Starting with Digitama, Argomon, which goes for around $1, is your best bet. It’s effect allows players to gain whenever a Digimon evolved on top of it becomes active, giving you a ton of free memory to work with each turn. This deck uses a ton of Digimon with cheap evolution costs such as Vegiemon, Kabuterimon, and Cherrymon, which go for $0.50, $6.50 and $0.70 respectively. These cards have respectable DP making them viable attackers. Kabuterimon and Cherrymon are both also incredibly cheap blockers, making them great for defense. Slightly more expensive cards such as Lvl. 5 Argomon and Blossomon, coming in at $0.20 and $0.70 respectively, are also viable options, as their download effect can make them much easier to get on the field for cheap.
The real star of this deck is its pair of boss Digimon: Nidhoggmon and HerculesKabuterimon, which go for $10 and $2 respectively. With each Digimon in the deck already having a low memory cost, your board will fill up quickly. Seeing each of these Digimon with a memory cost of five might be intimidating at first, but fret not.
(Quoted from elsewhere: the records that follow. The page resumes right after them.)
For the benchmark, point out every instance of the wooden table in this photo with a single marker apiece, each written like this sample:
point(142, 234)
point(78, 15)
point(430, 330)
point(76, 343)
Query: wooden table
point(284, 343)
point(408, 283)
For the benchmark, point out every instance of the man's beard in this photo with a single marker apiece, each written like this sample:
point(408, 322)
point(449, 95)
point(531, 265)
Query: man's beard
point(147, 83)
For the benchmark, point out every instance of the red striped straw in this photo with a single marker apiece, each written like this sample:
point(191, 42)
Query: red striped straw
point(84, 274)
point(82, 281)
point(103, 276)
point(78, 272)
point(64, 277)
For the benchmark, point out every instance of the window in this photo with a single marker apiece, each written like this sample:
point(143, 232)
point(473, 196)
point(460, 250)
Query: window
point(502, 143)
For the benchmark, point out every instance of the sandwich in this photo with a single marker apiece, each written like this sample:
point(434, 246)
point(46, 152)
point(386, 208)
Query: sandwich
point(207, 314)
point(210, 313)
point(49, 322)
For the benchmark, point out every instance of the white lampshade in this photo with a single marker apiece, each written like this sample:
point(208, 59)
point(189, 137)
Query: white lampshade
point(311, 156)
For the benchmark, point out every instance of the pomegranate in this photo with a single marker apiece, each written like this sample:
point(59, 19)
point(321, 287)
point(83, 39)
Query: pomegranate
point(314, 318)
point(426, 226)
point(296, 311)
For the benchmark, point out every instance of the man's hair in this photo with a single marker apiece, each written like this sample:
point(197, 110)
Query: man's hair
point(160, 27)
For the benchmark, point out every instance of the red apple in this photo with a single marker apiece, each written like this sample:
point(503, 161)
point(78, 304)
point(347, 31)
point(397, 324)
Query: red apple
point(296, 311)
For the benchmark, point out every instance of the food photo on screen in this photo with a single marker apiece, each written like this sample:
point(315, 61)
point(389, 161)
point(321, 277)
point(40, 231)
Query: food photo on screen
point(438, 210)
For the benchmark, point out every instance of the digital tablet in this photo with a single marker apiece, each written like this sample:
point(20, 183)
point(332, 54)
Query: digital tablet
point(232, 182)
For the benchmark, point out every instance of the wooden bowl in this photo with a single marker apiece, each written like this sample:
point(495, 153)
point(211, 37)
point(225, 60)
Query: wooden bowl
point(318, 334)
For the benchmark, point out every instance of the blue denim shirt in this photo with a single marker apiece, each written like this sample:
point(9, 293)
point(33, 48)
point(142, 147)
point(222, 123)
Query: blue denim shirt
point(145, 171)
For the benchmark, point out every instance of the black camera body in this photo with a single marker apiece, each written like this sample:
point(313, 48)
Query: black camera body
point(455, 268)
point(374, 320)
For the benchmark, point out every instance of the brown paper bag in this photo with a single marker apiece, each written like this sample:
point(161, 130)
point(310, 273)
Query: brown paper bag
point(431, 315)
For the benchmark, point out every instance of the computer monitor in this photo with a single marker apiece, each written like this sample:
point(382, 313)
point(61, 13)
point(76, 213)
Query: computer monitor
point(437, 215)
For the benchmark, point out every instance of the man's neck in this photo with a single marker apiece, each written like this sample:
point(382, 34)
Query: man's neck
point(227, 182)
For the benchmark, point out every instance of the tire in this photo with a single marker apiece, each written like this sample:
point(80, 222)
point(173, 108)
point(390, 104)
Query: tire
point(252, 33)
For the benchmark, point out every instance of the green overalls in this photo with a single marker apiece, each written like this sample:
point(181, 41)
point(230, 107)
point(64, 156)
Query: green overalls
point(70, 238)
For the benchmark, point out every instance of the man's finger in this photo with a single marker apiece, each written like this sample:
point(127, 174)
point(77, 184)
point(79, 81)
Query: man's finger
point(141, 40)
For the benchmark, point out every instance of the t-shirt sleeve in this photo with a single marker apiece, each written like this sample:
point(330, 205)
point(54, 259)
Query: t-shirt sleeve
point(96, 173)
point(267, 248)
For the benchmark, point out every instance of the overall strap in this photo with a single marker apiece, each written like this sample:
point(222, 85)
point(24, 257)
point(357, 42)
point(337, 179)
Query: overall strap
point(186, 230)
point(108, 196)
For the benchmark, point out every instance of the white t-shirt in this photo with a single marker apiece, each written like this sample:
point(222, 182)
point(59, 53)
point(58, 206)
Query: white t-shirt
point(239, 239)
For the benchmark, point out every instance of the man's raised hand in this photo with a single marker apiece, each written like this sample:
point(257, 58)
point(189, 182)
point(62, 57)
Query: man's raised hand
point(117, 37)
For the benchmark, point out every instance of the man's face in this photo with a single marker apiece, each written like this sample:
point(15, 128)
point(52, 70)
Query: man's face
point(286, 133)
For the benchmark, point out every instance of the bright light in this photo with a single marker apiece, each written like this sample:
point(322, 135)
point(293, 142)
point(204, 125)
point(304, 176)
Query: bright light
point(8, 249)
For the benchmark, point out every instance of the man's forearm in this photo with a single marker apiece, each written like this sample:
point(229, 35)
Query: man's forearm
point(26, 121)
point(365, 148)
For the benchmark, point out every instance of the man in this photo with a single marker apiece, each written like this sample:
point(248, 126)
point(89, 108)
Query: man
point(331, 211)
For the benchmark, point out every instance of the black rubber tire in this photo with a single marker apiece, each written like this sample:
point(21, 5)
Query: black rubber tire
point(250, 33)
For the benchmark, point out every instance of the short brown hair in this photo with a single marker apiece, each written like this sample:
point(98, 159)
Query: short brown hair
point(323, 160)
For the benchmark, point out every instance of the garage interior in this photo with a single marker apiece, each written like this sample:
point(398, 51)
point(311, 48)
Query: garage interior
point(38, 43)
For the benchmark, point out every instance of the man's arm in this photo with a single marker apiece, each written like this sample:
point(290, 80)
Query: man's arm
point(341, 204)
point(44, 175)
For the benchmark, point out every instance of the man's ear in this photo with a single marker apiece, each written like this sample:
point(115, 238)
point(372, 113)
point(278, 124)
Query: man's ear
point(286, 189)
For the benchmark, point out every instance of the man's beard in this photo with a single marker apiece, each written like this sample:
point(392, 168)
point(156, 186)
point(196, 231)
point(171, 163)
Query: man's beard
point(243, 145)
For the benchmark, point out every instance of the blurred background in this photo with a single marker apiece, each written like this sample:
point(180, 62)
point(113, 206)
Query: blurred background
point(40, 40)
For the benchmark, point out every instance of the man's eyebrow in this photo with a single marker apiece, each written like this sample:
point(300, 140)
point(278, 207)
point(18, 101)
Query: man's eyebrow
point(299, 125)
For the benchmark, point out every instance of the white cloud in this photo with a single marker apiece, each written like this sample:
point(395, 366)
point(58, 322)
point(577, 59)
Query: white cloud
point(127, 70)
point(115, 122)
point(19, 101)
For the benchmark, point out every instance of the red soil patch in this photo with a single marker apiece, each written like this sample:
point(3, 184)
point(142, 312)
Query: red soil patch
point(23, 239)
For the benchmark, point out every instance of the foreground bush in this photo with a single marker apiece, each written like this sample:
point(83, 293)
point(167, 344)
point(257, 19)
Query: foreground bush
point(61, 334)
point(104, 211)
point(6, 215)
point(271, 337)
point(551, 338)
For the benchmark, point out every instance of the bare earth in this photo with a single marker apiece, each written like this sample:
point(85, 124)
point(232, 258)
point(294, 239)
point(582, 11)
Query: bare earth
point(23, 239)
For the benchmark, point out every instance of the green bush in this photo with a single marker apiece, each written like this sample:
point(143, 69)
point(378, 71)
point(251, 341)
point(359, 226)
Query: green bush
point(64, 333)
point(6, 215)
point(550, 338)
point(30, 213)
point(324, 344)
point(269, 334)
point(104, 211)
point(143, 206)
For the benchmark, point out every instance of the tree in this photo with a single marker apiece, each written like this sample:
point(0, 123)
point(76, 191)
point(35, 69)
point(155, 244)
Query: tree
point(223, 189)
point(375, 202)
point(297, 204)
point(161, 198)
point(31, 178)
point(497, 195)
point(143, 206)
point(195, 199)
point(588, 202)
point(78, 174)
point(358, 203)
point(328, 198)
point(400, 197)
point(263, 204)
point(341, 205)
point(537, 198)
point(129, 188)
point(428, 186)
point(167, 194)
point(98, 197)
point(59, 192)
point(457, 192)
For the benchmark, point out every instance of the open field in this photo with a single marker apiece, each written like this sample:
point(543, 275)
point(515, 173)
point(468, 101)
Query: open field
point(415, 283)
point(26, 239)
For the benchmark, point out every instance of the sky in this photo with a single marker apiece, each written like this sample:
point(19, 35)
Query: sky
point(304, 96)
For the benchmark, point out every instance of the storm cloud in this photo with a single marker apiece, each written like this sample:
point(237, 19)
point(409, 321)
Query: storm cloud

Adding four Hidden Potential Discovered! option cards, which go for $0.70, allow you to suspend one of your green Digimon to reduce Nidhoggmon and HerculesKabuterimon’s cost by five. You read that right; each of the boss monsters can now be summoned for free, granted you have the right cards in play and Hidden Potential Discovered! in hand.
If you can get Nidhoggmon and HerculesKabuterimon on the field at the same time, they are a scary duo. HerculesKabuterimon’s ability allows him to suspend your opponents boss monster while Nidhoggmon’s allows him to send all of the opponent’s Digimon with 5000 or less DP back to the deck. This is a great way to wipe your enemy’s field, and, with both cards touting impressive DPs, they are also both fantastic attackers.